La nécessité d’entretenir ce lien est le point de départ de l’article suivant de Jérôme Margotin de la société Co&Sens(article Rémunération – système) , qui présente des démarches menées par les entreprises pour tenter de mener une politique salariale susceptible de séduire des salariés tout en maîtrisant l’aspect budgétaire. Justifiant et présentant des matrices d’augmentation salariale sous l’angle de la rémunération de  la performance, J. Margotin évoque un certain nombre de critères et de performances pris en compte par les rémunérations variables, avant de lister dix points clé à retenir pour élaborer un système de rémunération pertinent. Le dernier point est la place des managers dans ce système.

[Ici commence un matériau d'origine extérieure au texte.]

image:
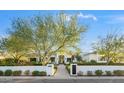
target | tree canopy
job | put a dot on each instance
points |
(46, 35)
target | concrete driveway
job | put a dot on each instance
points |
(61, 73)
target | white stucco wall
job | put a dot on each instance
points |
(48, 70)
(84, 69)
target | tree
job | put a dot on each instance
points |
(14, 46)
(110, 47)
(49, 34)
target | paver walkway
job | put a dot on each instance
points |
(61, 73)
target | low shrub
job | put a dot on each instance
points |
(98, 72)
(27, 72)
(16, 73)
(93, 62)
(1, 73)
(108, 73)
(35, 73)
(42, 73)
(80, 73)
(118, 72)
(8, 72)
(68, 68)
(89, 73)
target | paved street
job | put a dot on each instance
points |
(62, 81)
(61, 73)
(61, 76)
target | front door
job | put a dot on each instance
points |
(61, 59)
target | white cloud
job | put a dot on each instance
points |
(87, 16)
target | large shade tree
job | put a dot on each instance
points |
(110, 47)
(46, 35)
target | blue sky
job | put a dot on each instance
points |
(99, 22)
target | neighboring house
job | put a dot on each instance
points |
(94, 56)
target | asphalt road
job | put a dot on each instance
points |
(62, 81)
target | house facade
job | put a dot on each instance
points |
(58, 58)
(94, 56)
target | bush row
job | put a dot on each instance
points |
(100, 73)
(93, 62)
(19, 73)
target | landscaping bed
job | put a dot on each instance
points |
(102, 73)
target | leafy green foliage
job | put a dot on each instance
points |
(16, 73)
(8, 72)
(1, 73)
(98, 72)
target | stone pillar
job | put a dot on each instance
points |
(57, 59)
(73, 69)
(65, 59)
(50, 69)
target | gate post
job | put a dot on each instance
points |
(73, 70)
(50, 69)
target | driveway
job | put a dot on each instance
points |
(61, 73)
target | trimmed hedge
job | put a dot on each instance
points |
(17, 73)
(108, 73)
(38, 73)
(8, 72)
(1, 73)
(80, 73)
(89, 73)
(118, 72)
(42, 73)
(98, 72)
(27, 72)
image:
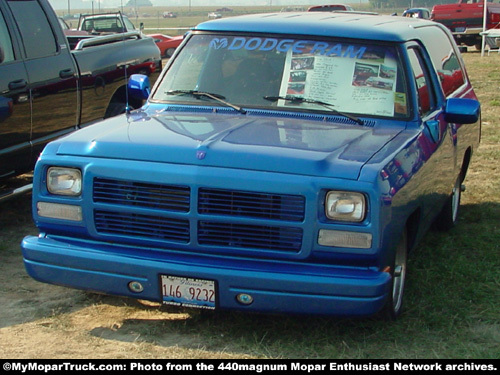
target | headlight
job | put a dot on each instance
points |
(345, 206)
(64, 181)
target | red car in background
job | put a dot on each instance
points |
(167, 44)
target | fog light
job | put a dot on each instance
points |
(244, 299)
(135, 286)
(338, 238)
(59, 211)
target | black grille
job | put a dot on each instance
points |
(143, 226)
(284, 239)
(270, 216)
(164, 197)
(250, 204)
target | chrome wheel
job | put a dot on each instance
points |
(394, 304)
(399, 275)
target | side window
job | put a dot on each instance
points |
(6, 52)
(444, 58)
(424, 92)
(38, 38)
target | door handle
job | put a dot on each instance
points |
(66, 73)
(18, 84)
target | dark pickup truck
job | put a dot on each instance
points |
(47, 89)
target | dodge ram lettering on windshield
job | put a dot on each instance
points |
(283, 163)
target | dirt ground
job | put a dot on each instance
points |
(38, 320)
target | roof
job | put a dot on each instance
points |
(340, 24)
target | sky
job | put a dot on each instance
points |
(82, 4)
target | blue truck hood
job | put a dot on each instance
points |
(253, 142)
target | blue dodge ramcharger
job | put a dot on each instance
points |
(283, 163)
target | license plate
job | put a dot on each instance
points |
(189, 292)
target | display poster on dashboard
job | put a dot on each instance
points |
(358, 85)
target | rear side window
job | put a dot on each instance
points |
(6, 54)
(38, 38)
(424, 93)
(444, 58)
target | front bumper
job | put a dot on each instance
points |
(276, 286)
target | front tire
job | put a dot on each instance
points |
(394, 305)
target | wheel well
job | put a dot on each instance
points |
(412, 226)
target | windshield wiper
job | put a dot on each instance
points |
(299, 99)
(198, 94)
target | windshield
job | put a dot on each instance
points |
(249, 71)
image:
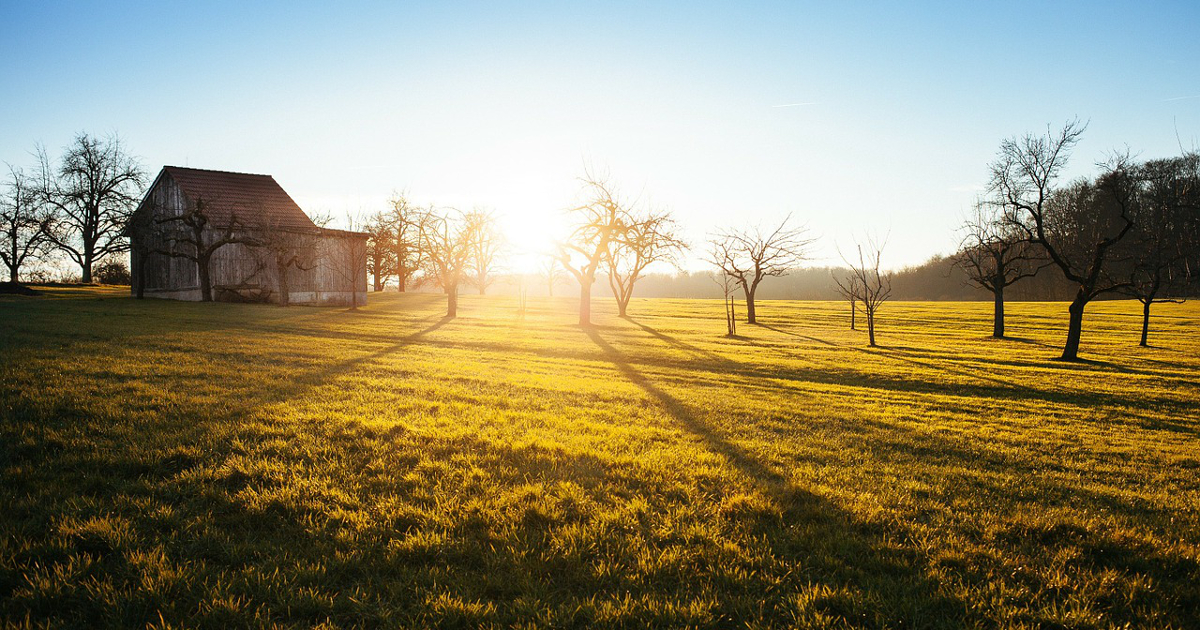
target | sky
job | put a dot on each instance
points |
(855, 119)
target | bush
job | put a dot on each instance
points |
(112, 273)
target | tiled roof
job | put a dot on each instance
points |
(255, 199)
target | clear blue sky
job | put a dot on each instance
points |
(502, 105)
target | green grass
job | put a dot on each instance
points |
(216, 465)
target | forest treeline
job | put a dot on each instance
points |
(1129, 231)
(935, 280)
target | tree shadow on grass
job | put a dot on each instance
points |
(882, 587)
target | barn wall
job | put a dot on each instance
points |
(166, 276)
(244, 273)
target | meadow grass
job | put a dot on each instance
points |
(216, 465)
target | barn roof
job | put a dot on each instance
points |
(251, 198)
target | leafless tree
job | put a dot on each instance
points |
(753, 255)
(93, 191)
(381, 229)
(731, 316)
(995, 255)
(600, 220)
(192, 235)
(486, 249)
(24, 222)
(551, 273)
(408, 222)
(851, 289)
(642, 241)
(1161, 250)
(1078, 226)
(448, 240)
(874, 287)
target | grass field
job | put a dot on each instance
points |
(221, 465)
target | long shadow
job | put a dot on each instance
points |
(678, 411)
(682, 345)
(863, 568)
(1011, 387)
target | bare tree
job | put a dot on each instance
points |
(750, 256)
(1161, 250)
(23, 223)
(874, 287)
(486, 247)
(408, 223)
(1078, 226)
(643, 240)
(731, 315)
(598, 222)
(448, 240)
(381, 231)
(93, 191)
(551, 273)
(995, 255)
(851, 289)
(192, 237)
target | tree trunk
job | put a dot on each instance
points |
(997, 312)
(750, 311)
(1145, 323)
(585, 304)
(202, 268)
(1074, 328)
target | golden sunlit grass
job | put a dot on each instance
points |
(220, 465)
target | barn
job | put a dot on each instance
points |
(239, 237)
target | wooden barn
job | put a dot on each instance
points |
(239, 237)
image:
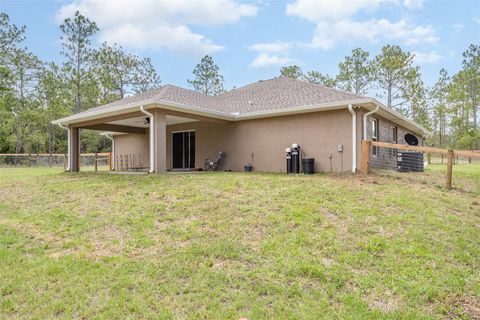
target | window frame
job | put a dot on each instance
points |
(374, 134)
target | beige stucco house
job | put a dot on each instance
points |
(172, 128)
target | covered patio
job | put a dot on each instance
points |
(149, 125)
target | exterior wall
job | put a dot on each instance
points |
(262, 142)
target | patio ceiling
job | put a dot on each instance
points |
(140, 122)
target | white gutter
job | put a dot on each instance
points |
(365, 116)
(152, 145)
(68, 145)
(113, 149)
(354, 138)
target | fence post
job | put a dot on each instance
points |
(449, 169)
(365, 157)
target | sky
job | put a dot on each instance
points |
(252, 40)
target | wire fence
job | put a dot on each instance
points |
(88, 161)
(405, 158)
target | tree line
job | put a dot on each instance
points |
(448, 109)
(34, 92)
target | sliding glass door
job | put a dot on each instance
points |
(183, 150)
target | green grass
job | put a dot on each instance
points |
(231, 245)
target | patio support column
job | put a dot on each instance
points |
(160, 140)
(74, 156)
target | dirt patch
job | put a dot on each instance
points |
(465, 306)
(387, 302)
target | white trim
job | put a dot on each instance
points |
(168, 105)
(109, 136)
(67, 168)
(171, 149)
(354, 138)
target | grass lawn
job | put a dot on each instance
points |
(231, 245)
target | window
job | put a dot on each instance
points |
(394, 135)
(393, 152)
(375, 136)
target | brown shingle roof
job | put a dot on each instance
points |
(274, 94)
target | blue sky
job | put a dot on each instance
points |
(252, 40)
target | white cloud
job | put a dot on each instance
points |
(159, 24)
(278, 46)
(272, 54)
(427, 57)
(267, 60)
(413, 4)
(457, 28)
(335, 20)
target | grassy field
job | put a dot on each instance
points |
(232, 245)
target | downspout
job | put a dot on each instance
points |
(152, 145)
(113, 150)
(365, 118)
(354, 138)
(68, 145)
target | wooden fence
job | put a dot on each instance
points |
(34, 157)
(366, 148)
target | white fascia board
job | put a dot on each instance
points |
(168, 105)
(96, 114)
(302, 109)
(409, 124)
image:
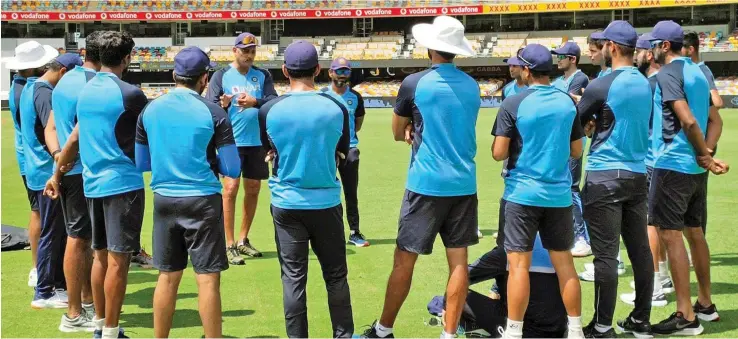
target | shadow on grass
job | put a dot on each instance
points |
(183, 318)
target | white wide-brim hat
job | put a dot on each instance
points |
(445, 34)
(31, 54)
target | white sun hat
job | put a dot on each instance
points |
(445, 34)
(31, 54)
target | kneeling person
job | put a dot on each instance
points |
(177, 137)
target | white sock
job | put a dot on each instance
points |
(110, 332)
(382, 331)
(514, 329)
(663, 270)
(99, 323)
(602, 328)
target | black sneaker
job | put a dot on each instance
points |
(706, 313)
(591, 332)
(676, 324)
(371, 332)
(639, 330)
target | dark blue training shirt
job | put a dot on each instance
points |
(35, 108)
(183, 131)
(621, 104)
(355, 104)
(64, 101)
(107, 112)
(681, 79)
(14, 104)
(511, 89)
(257, 83)
(443, 103)
(541, 122)
(655, 141)
(305, 129)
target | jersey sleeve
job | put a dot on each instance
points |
(671, 81)
(215, 87)
(42, 103)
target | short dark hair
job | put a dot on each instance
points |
(302, 73)
(92, 46)
(188, 82)
(691, 39)
(114, 47)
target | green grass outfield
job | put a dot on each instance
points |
(252, 294)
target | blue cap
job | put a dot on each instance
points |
(244, 40)
(644, 41)
(300, 55)
(69, 60)
(340, 63)
(668, 30)
(191, 62)
(536, 57)
(569, 48)
(621, 33)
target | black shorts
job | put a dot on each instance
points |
(422, 217)
(74, 207)
(521, 222)
(189, 226)
(32, 196)
(677, 199)
(252, 162)
(116, 221)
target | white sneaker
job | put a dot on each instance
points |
(658, 299)
(581, 249)
(32, 277)
(52, 302)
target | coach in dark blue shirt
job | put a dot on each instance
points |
(678, 188)
(177, 138)
(615, 192)
(538, 131)
(306, 195)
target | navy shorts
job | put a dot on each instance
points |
(252, 162)
(189, 226)
(32, 195)
(423, 217)
(74, 207)
(116, 221)
(677, 200)
(520, 223)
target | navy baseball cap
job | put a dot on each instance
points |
(569, 48)
(619, 32)
(245, 39)
(536, 57)
(300, 55)
(340, 63)
(644, 41)
(191, 62)
(69, 60)
(667, 30)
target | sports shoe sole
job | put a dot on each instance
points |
(635, 334)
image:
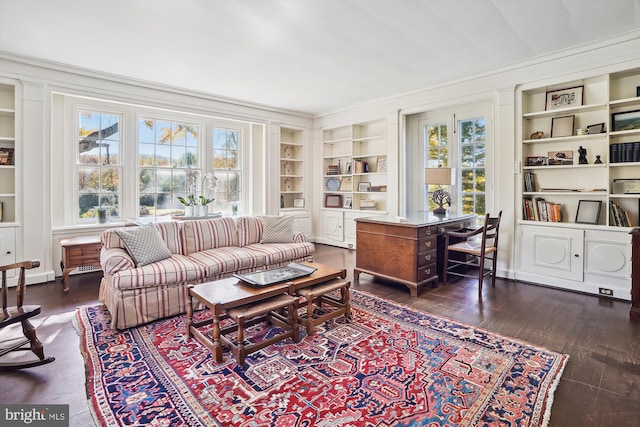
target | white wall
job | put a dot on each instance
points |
(39, 179)
(498, 87)
(39, 239)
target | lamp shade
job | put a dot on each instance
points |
(439, 176)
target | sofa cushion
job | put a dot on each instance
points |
(277, 229)
(144, 244)
(278, 253)
(249, 230)
(222, 262)
(201, 235)
(175, 269)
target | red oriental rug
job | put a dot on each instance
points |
(391, 366)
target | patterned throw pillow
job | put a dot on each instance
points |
(277, 229)
(144, 244)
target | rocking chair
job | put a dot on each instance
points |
(20, 313)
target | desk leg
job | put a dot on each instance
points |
(217, 346)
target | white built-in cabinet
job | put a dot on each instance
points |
(7, 173)
(354, 178)
(587, 247)
(293, 185)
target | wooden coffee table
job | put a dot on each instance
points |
(233, 296)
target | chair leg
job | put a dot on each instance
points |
(30, 333)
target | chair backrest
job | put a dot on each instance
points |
(24, 265)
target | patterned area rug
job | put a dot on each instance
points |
(390, 366)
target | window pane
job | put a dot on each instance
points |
(175, 148)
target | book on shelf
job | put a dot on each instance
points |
(538, 209)
(529, 181)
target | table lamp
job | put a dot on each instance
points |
(440, 176)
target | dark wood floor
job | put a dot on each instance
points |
(600, 386)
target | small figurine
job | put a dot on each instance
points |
(582, 159)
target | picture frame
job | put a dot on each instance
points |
(346, 183)
(563, 98)
(562, 126)
(6, 156)
(595, 129)
(332, 201)
(629, 120)
(364, 186)
(564, 157)
(537, 161)
(588, 211)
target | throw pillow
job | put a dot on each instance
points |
(144, 244)
(277, 229)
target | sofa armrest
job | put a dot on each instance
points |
(113, 260)
(299, 237)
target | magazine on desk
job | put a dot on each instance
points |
(277, 275)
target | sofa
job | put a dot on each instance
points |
(147, 268)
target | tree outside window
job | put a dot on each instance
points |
(98, 163)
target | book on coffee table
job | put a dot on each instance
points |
(277, 275)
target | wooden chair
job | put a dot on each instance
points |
(473, 248)
(20, 313)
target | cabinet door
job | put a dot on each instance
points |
(332, 225)
(7, 247)
(553, 251)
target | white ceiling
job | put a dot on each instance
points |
(312, 56)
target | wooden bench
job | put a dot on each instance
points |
(318, 295)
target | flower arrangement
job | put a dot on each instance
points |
(207, 186)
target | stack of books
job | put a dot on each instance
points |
(529, 182)
(619, 216)
(625, 152)
(537, 209)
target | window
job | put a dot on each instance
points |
(98, 163)
(166, 150)
(472, 162)
(226, 168)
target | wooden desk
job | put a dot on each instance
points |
(79, 252)
(407, 252)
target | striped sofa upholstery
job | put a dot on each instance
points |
(201, 250)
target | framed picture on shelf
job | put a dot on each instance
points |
(537, 161)
(332, 201)
(346, 183)
(564, 98)
(364, 186)
(560, 158)
(562, 126)
(595, 129)
(588, 211)
(629, 120)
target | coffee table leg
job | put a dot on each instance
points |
(189, 311)
(217, 346)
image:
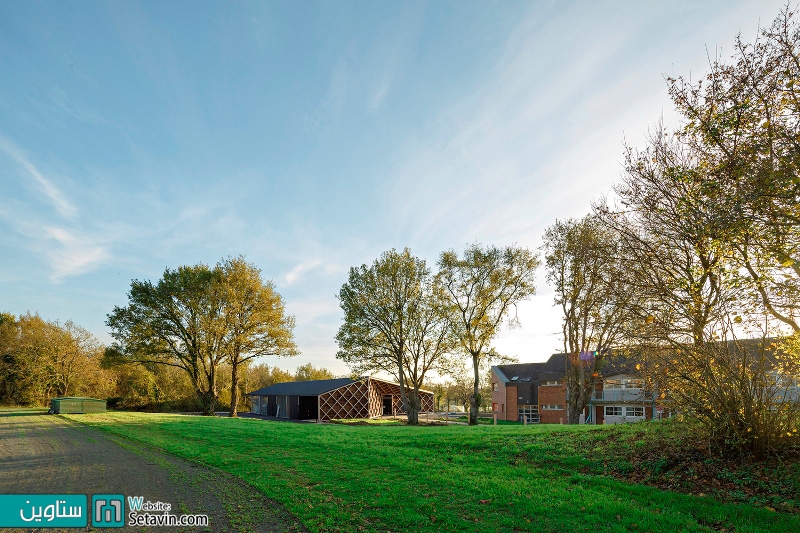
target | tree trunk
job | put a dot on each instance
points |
(475, 399)
(234, 388)
(404, 396)
(414, 407)
(209, 397)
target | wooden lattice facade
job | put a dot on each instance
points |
(334, 399)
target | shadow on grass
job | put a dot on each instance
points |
(22, 411)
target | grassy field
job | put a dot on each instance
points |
(339, 478)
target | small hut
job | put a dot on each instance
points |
(329, 399)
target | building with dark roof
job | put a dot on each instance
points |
(330, 399)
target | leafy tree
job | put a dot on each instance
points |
(41, 359)
(480, 288)
(254, 318)
(177, 321)
(587, 270)
(390, 323)
(195, 318)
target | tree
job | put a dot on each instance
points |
(586, 269)
(254, 318)
(742, 122)
(690, 308)
(41, 359)
(391, 323)
(178, 322)
(481, 287)
(195, 318)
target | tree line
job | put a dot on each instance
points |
(40, 360)
(691, 267)
(694, 265)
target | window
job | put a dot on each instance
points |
(529, 411)
(634, 411)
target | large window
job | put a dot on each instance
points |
(283, 407)
(531, 411)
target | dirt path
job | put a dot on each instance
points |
(49, 454)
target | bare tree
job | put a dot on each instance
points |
(587, 269)
(481, 287)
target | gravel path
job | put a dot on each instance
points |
(49, 454)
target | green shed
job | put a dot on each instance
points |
(72, 404)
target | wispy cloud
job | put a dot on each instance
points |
(64, 207)
(73, 254)
(298, 271)
(61, 100)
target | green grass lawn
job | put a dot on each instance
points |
(440, 478)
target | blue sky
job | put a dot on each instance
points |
(312, 136)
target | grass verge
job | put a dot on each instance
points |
(339, 478)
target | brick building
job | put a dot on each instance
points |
(537, 391)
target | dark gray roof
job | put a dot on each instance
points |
(555, 367)
(303, 388)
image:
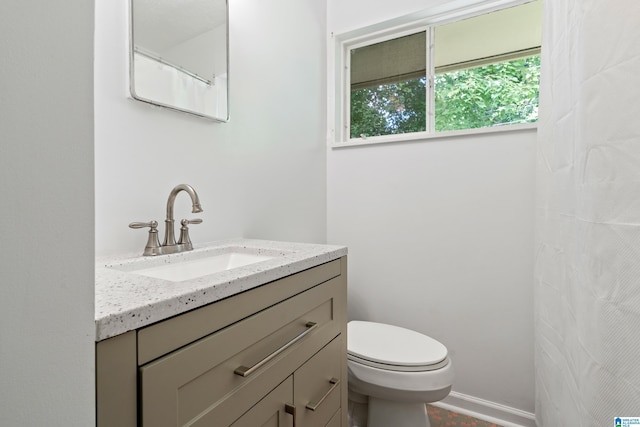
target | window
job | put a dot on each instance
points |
(453, 74)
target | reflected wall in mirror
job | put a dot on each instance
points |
(179, 55)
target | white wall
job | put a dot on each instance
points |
(46, 214)
(262, 175)
(440, 237)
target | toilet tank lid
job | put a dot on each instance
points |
(392, 345)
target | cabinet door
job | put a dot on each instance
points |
(271, 411)
(213, 381)
(318, 387)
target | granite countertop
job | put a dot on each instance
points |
(125, 301)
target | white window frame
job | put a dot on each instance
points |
(427, 20)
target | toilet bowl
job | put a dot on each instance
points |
(393, 373)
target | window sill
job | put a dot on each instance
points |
(424, 136)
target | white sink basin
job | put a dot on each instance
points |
(191, 269)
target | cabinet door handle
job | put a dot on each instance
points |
(313, 406)
(244, 371)
(291, 410)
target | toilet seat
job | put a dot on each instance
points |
(393, 348)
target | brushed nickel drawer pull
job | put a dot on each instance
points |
(313, 406)
(245, 371)
(291, 410)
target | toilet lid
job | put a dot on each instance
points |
(393, 347)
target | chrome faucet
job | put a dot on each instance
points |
(169, 246)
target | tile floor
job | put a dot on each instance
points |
(442, 418)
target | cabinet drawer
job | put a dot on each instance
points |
(164, 337)
(317, 386)
(197, 385)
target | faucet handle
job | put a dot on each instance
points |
(184, 232)
(153, 243)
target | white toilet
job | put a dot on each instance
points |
(393, 372)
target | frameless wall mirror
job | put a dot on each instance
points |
(179, 55)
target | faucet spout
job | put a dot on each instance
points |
(169, 235)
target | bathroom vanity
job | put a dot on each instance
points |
(262, 344)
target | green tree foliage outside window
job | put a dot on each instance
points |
(491, 95)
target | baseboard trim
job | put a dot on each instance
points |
(486, 410)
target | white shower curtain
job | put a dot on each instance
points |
(587, 274)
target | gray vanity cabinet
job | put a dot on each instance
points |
(273, 355)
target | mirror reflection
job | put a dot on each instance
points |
(178, 55)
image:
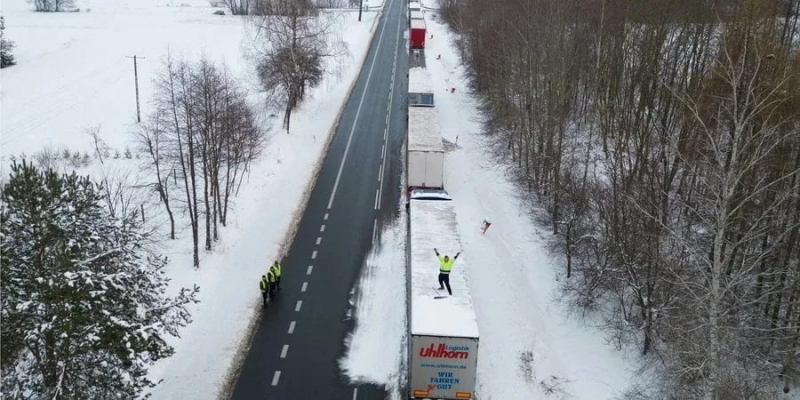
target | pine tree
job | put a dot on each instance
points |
(6, 47)
(83, 308)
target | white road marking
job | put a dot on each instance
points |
(374, 230)
(284, 351)
(355, 120)
(275, 378)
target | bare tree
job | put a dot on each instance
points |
(53, 5)
(175, 98)
(204, 130)
(293, 42)
(153, 138)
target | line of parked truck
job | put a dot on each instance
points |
(443, 330)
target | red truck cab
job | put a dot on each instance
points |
(417, 34)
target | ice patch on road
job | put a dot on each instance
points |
(376, 346)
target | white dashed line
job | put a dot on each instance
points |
(275, 378)
(355, 120)
(284, 351)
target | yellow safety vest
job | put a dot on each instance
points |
(446, 266)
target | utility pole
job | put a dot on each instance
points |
(136, 79)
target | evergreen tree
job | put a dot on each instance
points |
(84, 311)
(6, 47)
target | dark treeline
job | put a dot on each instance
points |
(663, 139)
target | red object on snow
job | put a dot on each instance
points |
(417, 36)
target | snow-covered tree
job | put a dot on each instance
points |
(84, 310)
(6, 47)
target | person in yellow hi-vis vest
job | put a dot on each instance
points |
(264, 286)
(445, 267)
(276, 269)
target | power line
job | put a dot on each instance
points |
(136, 79)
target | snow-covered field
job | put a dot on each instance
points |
(72, 74)
(530, 347)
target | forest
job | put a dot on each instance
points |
(662, 141)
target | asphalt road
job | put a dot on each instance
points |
(295, 350)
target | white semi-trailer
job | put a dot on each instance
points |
(420, 88)
(425, 150)
(443, 329)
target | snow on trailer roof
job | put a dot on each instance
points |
(419, 80)
(433, 224)
(424, 131)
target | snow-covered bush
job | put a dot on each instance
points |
(83, 309)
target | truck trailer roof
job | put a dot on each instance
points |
(419, 80)
(424, 131)
(433, 224)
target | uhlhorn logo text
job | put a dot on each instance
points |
(442, 351)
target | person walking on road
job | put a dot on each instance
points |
(272, 279)
(445, 266)
(264, 286)
(276, 269)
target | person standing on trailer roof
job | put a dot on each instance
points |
(445, 267)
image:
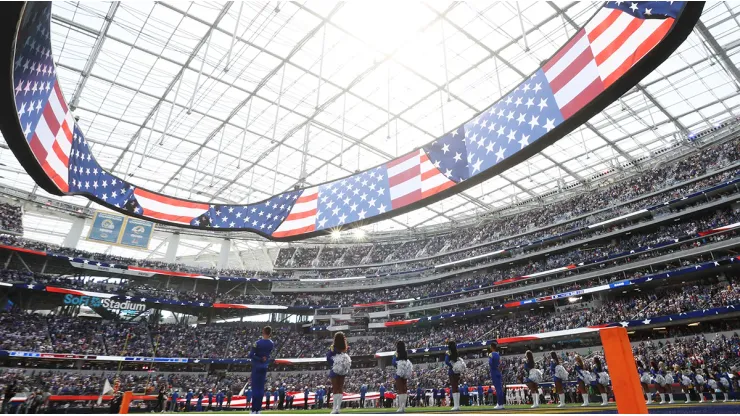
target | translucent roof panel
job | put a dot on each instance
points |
(233, 102)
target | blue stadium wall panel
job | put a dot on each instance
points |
(607, 57)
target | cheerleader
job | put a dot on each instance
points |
(668, 380)
(494, 362)
(601, 380)
(532, 379)
(655, 373)
(713, 382)
(340, 363)
(584, 379)
(698, 381)
(645, 380)
(686, 381)
(404, 368)
(559, 375)
(456, 367)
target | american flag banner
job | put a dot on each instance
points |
(605, 58)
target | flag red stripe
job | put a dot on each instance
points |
(643, 49)
(60, 97)
(307, 198)
(409, 198)
(437, 189)
(402, 159)
(583, 98)
(58, 181)
(60, 153)
(572, 70)
(619, 41)
(298, 215)
(404, 176)
(170, 201)
(288, 233)
(605, 24)
(166, 217)
(563, 51)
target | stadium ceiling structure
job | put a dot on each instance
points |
(235, 102)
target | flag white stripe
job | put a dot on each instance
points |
(57, 166)
(577, 84)
(610, 34)
(164, 208)
(629, 47)
(405, 188)
(56, 106)
(403, 166)
(562, 64)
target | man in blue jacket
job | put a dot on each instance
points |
(281, 397)
(363, 392)
(260, 356)
(306, 392)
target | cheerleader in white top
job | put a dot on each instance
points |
(559, 375)
(645, 381)
(584, 379)
(601, 380)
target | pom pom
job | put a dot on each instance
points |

Le dernier article du dossier, rédigé par Catherine Millet Ursin (article Rémunération – évaluation), l’interlocutrice principale de l’équipe Rémunération de KS, rappelle les principes et règles à respecter pour que l’entretien d’évaluation, outil central pour les managers dans l’appréciation de leurs collaborateurs ,puisse jouer son rôle. Introduisant son article par un rappel de l’article de P. Coursier qui expliquait que la rémunération permettait d’évaluer les salariés les uns par rapport aux autres, C Millet Ursin rappelle que l’évaluation est de la responsabilité de l’employeur mais qu’elle doit répondre à des critères, notamment de transparence et d’objectivité qu’elle explicite. Sa conclusion, en phase avec l’un nos postulats de base, est que la communication est primordiale, pour l’évaluation comme pour d’autres aspects de la sphère RH.